Roy Halladay is known as perhaps the greatest pitcher to ever pull on a Blue Jays uniform; some would say that it is without a doubt that he is.

That could be quite intimidating for a young pitcher in the rotation with him.

Last year when Halladay was still with the Blue Jays, Ricky Romero and Brett Cecil came up to pitch with the team for the first time.  Halladay was the undisputed leader among the pitching staff at this time due to his experience and almost legendary status.

Having a pitcher on the team who can lead by example the way Halladay did cannot be underestimated. Simply watching Halladay practice and pitch could be a giant learning experience for pitchers just coming up to the Major Leagues.

But as ball clubs change and develop, different leaders are appropriate for the different times.  When Halladay was traded in the winter, Shaun Marcum became the veteran leader on the Blue Jays staff despite losing last season to injury.

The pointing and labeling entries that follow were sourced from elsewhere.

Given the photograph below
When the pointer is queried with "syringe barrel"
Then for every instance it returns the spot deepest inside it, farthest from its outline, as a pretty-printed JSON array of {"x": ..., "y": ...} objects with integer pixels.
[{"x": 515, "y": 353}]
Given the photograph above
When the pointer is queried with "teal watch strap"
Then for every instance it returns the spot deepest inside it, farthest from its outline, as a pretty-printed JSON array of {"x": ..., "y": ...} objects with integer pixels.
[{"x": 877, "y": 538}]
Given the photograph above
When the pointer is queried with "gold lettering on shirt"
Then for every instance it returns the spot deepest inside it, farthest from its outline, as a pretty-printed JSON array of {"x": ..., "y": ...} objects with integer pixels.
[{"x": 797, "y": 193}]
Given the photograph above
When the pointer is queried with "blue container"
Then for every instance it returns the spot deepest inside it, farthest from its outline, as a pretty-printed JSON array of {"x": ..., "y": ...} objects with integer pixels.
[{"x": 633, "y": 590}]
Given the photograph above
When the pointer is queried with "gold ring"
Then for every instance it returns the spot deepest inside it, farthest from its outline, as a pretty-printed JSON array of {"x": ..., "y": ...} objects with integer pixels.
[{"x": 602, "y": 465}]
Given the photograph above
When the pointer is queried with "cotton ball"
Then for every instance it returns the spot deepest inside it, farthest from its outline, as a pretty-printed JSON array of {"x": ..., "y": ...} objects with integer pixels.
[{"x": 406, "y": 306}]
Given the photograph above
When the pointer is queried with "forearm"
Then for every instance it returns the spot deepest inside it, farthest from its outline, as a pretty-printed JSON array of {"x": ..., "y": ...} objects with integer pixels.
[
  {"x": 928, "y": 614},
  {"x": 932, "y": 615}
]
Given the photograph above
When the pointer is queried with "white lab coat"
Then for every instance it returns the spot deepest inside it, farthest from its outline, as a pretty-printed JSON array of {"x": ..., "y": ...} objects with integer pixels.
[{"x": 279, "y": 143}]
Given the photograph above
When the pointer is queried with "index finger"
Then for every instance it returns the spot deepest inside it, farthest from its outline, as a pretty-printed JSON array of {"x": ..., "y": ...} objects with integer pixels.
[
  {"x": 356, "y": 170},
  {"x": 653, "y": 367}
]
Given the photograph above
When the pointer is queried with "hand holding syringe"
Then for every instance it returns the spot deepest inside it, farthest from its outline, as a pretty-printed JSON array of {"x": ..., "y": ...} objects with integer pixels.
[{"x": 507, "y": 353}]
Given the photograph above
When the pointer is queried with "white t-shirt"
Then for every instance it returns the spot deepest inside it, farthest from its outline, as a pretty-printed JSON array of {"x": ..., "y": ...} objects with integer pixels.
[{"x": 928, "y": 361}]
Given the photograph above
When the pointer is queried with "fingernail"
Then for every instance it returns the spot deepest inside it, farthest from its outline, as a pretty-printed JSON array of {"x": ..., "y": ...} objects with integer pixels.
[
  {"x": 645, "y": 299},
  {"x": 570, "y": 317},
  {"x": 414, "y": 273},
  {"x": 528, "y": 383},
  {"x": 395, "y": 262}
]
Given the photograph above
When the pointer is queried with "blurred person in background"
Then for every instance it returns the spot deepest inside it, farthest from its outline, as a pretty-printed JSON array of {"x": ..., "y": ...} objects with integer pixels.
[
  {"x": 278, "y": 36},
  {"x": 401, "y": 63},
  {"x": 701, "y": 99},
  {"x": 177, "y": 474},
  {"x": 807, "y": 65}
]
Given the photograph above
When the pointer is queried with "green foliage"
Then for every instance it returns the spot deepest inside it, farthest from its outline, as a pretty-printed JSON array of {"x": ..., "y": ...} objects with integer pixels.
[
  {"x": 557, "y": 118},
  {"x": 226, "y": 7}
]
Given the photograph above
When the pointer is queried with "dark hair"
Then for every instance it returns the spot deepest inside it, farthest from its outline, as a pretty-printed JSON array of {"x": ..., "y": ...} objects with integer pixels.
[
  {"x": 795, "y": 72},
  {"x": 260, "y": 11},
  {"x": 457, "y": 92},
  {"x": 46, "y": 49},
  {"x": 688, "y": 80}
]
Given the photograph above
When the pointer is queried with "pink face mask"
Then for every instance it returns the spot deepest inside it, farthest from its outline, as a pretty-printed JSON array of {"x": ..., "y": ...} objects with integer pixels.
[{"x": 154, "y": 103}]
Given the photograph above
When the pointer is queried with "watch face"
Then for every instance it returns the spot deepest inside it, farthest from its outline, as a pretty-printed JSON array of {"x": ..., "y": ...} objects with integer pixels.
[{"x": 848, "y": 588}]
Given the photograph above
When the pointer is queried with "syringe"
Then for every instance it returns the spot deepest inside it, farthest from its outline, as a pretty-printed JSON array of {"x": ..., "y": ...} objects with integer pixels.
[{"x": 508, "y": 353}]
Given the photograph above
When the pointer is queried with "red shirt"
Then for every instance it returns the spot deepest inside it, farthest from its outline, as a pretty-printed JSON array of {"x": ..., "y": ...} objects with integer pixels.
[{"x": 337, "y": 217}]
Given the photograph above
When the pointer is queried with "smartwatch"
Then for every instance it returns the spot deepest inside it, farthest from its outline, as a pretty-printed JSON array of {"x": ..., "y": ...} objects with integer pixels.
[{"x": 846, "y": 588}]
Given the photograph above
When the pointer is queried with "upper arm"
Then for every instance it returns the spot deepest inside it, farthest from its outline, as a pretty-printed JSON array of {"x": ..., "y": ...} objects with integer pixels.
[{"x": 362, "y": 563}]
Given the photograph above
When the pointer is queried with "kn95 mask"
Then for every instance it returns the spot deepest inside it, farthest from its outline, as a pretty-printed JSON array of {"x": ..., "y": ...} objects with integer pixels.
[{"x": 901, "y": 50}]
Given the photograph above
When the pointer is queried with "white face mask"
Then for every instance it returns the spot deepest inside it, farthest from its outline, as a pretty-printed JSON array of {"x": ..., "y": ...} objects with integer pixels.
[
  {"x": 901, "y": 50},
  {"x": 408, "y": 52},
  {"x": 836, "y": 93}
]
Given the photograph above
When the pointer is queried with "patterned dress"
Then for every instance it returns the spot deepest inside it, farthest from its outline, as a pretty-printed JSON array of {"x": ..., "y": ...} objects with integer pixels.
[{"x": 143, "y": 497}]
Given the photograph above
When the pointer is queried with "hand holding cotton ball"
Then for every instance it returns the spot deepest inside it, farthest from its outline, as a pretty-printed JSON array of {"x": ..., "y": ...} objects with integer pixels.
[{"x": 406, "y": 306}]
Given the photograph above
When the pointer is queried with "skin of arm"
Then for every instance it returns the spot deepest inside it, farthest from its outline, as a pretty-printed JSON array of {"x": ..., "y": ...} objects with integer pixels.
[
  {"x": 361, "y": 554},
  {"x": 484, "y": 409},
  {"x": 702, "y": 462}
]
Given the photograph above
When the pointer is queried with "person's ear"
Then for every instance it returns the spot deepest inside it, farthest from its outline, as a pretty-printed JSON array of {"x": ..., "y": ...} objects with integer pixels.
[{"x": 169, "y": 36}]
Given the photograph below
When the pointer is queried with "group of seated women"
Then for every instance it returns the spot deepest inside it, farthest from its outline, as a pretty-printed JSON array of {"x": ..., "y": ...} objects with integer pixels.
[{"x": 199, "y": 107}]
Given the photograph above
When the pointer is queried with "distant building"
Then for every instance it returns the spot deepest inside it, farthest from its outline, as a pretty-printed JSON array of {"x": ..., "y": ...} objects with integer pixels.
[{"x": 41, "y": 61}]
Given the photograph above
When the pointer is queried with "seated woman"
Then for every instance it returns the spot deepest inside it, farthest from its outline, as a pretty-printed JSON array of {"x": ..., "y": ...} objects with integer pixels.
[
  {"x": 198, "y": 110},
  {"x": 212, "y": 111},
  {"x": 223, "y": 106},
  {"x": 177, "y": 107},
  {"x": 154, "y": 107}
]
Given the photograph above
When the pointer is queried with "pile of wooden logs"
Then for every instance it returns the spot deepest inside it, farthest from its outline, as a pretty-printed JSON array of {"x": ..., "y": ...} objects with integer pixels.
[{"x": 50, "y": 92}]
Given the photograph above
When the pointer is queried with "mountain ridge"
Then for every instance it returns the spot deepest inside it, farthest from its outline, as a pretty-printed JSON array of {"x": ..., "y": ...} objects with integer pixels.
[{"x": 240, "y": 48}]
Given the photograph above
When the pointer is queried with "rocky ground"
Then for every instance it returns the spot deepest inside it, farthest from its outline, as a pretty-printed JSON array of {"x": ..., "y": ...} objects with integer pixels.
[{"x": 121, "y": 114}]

The 2010 season has seen Marcum recover with surprising success, putting up a 3.63 ERA, a 13-8 record with 161 strikeouts and just 43 walks.  His control and consistency, as well as his experience, has made him the pitcher that the other staff looks to for leadership.  But it is his easygoing and fun approach to the games that has helped to make this a very different pitching staff.

With Marcum being the oldest starter at 28 years old, this is a very young pitching rotation with many of the starts coming from pitchers from the minors such as Kyle Drabek.

There are also new additions such as Brandon Morrow, who came over in a trade from the Seattle Mariners.

With this combination of youth and new pitchers, it is important to have someone who can bring the picthing staff together.  Marcum has become that pitcher, and because of that, the Blue Jays have a very noticeable bond and camaraderie.

This companionship has created a sense of friendly competition and pushed the starters to a surprising and rather impressive year.  Romero established himself as a future ace with his play this year, and broke the 200 innings milestone for the first time.  Morrow led the league in strikeouts per nine innings this year and learned to control his powerful arm.  Cecil greatly improved on last year with his all-around numbers and led the team in wins.

Halladay personified greatness in a Blue Jays uniform, but in the end, perhaps it was the right time for him to move on.  He gets a chance to compete in the postseason this year as he justly deserves, and the Blue Jays have the opportunity to evolve into a different team, one that once again has a chance to make it to the playoffs.